On the suicide of Avicii, counterfeit-euphoria and Jesus Christ:

“The loneliest moment in life is when you have just experienced that which you thought would deliver the ultimate, and it has just let you down.” – Ravi Zacharias

With the recent, very sad suicide of DJ “Avicii” (Tim Bergling) an article I wrote last year came to mind as extremely relevant. Avicii had all the money and fame and validation one could ever dream of. Little is known about Avicii’s religious leanings, but the word Avicii (Avici) in Buddhism refers to the lowest circle of hell from which one is reborn.
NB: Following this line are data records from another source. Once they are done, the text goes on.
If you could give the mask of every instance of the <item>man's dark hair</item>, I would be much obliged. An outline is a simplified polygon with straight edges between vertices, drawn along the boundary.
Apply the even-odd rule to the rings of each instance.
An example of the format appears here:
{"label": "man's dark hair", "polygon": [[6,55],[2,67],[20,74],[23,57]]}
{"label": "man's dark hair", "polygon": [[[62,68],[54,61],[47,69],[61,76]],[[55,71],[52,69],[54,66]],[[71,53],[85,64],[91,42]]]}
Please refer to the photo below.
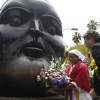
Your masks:
{"label": "man's dark hair", "polygon": [[95,43],[100,42],[100,34],[95,30],[88,30],[83,35],[83,38],[87,38],[89,40],[91,36],[94,38]]}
No one knows all the details of what was going on in Avicii’s mind, body and soul to drive him to suicide but what I am reminded of is the relationship between rationalism, irrationalism and nihilism. A nihilism that when embraced, can easily lead to suicide.

Millennials in the post-modern west are the first generation to grow up in a society totally unmoored from the shared theological foundation their parents grew up in. They are searching for meaning and they are increasingly turning to what filmmaker Jason Silva refers to as “electronic buddhism”. A quasi-religion which promises ultimate meaning to life through a shared musical experience, usually accompanied by drugs and alcohol which leads to a temporary feeling of transcendence, or escape from death.

Of course this religion can’t cash the checks it writes, and when the check bounces, as it seems to have for Tim Bergling, the only thing left is nihilism.

The following is a snippet from the article which was written in response to Jason Silva. The same applies to Avicii.

“What you have here with Jason Silva is a well-meaning but misguided individual who is made in the image of God for the purpose of worshiping God together with other humans. The thirst that he senses for pursuing a community-synchronized experience of music as a sanctifying meeting with the transcendent exists within him because of this image of God that is irrevocably stamped on his being.

For all the euphoria that this man is celebrating, it is a counterfeit euphoria that will not ultimately satisfy him nor will it help him to achieve his true purpose in life, which is to glorify his creator. It will end in emptiness and despair. He may quench his thirst temporarily with each “hit” of this counterfeit experience that he enjoys, but he will be thirsty again. He drinks from a broken cistern that cannot ultimately hold the water he thirsts for. The pursuit of pleasure as an end in itself is vanity and ultimately meaningless.

What he (and everyone else) truly needs is to drink from the fountain that will quench his thirst forever, that has been revealed to us in the person of Jesus Christ who is supreme over all creation. The transcendent has come in the form of a man who shed his blood for us in order to truly redeem us. This, in order that we might be restored to our creator so we can know him, worship him, obey him and enjoy him (and his musical gifts) together with others in time and space and for all eternity. We do need to be purged of our sin and escape death, but a concert just won’t do.”